Die Investition in Domino's stellt jedoch nicht eine der größten Positionen in Berkshires umfangreichem Portfolio dar. Ganze 29 Beteiligungen übersteigen dort jeweils die Milliarden-Dollar-Marke. Auch bezüglich der Eigentümerstruktur von Domino's ist Berkshire mit einem Anteil von weniger als 4 Prozent kein dominierender Akteur.

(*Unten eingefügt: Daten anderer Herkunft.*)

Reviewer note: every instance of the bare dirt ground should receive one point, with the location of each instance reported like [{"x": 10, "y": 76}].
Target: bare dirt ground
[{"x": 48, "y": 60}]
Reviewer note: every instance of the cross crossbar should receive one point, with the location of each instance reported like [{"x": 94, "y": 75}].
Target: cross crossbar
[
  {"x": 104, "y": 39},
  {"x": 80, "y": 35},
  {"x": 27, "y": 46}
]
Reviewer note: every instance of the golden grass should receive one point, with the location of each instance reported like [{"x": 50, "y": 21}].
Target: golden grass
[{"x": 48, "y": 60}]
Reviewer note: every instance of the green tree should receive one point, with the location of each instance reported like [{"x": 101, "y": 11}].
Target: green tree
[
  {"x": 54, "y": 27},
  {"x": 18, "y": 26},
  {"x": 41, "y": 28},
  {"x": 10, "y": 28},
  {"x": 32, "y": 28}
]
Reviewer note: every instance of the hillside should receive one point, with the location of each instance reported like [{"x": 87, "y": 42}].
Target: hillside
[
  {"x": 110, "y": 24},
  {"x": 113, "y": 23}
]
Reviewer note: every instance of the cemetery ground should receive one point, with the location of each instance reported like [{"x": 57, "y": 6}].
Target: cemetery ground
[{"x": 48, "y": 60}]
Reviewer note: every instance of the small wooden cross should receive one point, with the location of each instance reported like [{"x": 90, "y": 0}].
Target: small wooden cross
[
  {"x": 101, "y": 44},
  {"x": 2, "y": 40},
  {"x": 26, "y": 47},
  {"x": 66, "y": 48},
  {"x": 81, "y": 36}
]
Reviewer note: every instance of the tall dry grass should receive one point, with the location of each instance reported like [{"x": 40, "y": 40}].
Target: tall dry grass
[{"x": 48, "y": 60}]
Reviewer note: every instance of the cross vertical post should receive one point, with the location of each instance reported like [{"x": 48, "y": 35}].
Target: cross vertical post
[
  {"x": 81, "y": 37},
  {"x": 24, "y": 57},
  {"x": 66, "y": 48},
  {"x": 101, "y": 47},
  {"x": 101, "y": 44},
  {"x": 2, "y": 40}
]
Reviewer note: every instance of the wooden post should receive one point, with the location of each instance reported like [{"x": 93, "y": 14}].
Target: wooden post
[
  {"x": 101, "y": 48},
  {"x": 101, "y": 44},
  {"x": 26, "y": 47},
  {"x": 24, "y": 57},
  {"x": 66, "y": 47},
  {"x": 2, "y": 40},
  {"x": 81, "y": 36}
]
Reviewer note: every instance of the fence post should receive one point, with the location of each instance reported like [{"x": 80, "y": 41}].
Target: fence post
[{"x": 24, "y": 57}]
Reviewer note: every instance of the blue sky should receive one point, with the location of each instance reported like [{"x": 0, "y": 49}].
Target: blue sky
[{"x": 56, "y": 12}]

Buffett und sein Team haben sich bisher nicht zu den genauen Beweggründen geäußert, diesen Schritt zu gehen. Dennoch dürfte die starke Markenpräsenz von Domino's, das seit über 60 Jahren für Pizza-Lieferungen in den USA steht, eine bedeutende Rolle spielen. Traditionell hat Buffett ein Faible für Marken mit starkem Wiedererkennungswert sowie für unterschätzte Unternehmen, und Domino's kann momentan nicht mit überdurchschnittlichem Aktienwachstum aufwarten – ein Plus von unter 6 Prozent im Vergleich zum fast 25-prozentigen Anstieg des S&P 500.
Doch in einer hart umkämpften Branche, in der Domino's keine Monopolstellung einnimmt, hat das Management durch solides Wachstum überzeugt. Im dritten Quartal stieg der Gesamtumsatz um fast 4 Prozent im Vergleich zum Vorjahr, wobei die Umsätze in den US-Filialen um 3 Prozent zulegten. Das internationale Wachstum fiel mit weniger als 1 Prozent jedoch schwächer aus. Die Kette expandiert aktiv im Ausland und verbessert die Umsätze bestehender Standorte.